Having the following code broken deliberately to identify the source of a NullPointerException in something that should have been very simple but turns out to drive me nuts:
Properties properties = new Properties();
Thread currentThread = Thread.currentThread();
ClassLoader contextClassLoader = currentThread.getContextClassLoader();
InputStream propertiesStream = contextClassLoader.getResourceAsStream("resource.properties");
if (propertiesStream != null) {
properties.load(propertiesStream);
// TODO close the stream
} else {
// Properties file not found!
}
I get the "Properties file not found!" error, i.e. contextClassLoader.getResourceAsStream("resource.properties"); returns null.
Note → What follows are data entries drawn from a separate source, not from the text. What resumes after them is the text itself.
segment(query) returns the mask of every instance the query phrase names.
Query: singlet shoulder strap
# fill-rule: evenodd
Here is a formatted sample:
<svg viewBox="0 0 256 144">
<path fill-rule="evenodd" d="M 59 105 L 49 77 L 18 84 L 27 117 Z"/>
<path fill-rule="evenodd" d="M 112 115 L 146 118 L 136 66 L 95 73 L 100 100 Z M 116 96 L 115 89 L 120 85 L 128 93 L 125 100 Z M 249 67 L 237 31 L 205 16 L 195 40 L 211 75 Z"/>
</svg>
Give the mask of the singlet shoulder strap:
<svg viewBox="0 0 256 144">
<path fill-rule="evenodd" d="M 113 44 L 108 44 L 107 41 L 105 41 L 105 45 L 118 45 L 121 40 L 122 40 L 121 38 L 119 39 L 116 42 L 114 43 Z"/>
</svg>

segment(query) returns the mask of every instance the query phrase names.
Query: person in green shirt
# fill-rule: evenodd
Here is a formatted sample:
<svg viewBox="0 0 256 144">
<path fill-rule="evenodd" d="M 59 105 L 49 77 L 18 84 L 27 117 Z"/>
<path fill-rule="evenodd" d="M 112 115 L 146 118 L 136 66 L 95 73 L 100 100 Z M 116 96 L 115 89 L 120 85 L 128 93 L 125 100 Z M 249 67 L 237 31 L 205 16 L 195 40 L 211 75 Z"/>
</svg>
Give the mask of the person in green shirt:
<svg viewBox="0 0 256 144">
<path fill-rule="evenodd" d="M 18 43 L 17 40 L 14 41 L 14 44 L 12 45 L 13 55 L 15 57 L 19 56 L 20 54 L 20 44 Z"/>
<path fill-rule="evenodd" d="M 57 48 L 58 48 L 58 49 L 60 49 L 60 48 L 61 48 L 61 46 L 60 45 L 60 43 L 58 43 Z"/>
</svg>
This is a CXF-based client and I verified that the "resource.properties" file is in the current directory in which the client's jar resides (and runs).
I also verified the absolute path by including the following diagnostic code:
File file = new File("resource.properties");
System.out.println(file.getAbsolutePath());
The absolute path points to where the client's jar is.
I also tried finding out the context of the class loader, using:
System.out.println(Thread.currentThread().getContextClassLoader());
but instead some directory structure as demonstrated here, all I get is:
com.simontuffs.onejar.JarClassLoader#1decdec
Why would ClassLoader.getResourceAsStream() return null?
What am I missing?
I solved the mystery.
The key to solving was embedding some diagnostic logging when propertiesStream is null:
String classpath = System.getProperty("java.class.path");
LOG.info("CLASSPATH: " + classpath);
ClassLoader loader = MyClientMain.class.getClassLoader();
System.out.println("ClassLoader resource path: " + loader.getResource("resource.properties"));
So when I run with the original
contextClassLoader.getResourceAsStream("resource.properties")
I receive the null pointer condition, printing:
INFO: CLASSPATH: myproj.one-jar.jar
ClassLoader resource path: null
.
I then started suspecting something related to the "jar within a jar" as this is what the com.simontuffs.onejar essentially does (i.e. wrapping my project's jar inside a jar that contains all other library jars), so I opened myproj.one-jar.jar with 7-Zip and noted the full (absolute) path of "resource.properties":
myproj.one-jar.jar\main\myproj.jar\webapp\WEB-INF\classes\resource.properties
.
So I modified getResource("resource.properties") to:
getResource("/main/myproj.jar/webapp/WEB-INF/classes/resource.properties")
which didn't fix the problem but printed the following upon the null pointer condition:
INFO: CLASSPATH: myproj.one-jar.jar
ClassLoader resource path: jar:file:/myproj.one-jar.jar!/main/myproj.jar!//main/myproj.jar/webapp/WEB-INF/classes/resource.properties
.
Then... divine intervention fell upon me and I had the insight (not reading any documentation that could even hint this, I swear!) that I should be using this path instead:
getResource("/webapp/WEB-INF/classes/resource.properties")
And Voila! It works.
Whew.
As EJP pointed out, it means that the resource isn't available via the classpath for this particular classloader (different classloaders can have different classpaths).
Since the classloader is a JarClassLoader, it will only be able to load resources that are included inside the jar file. It won't see files that are in the same directory as the jar file.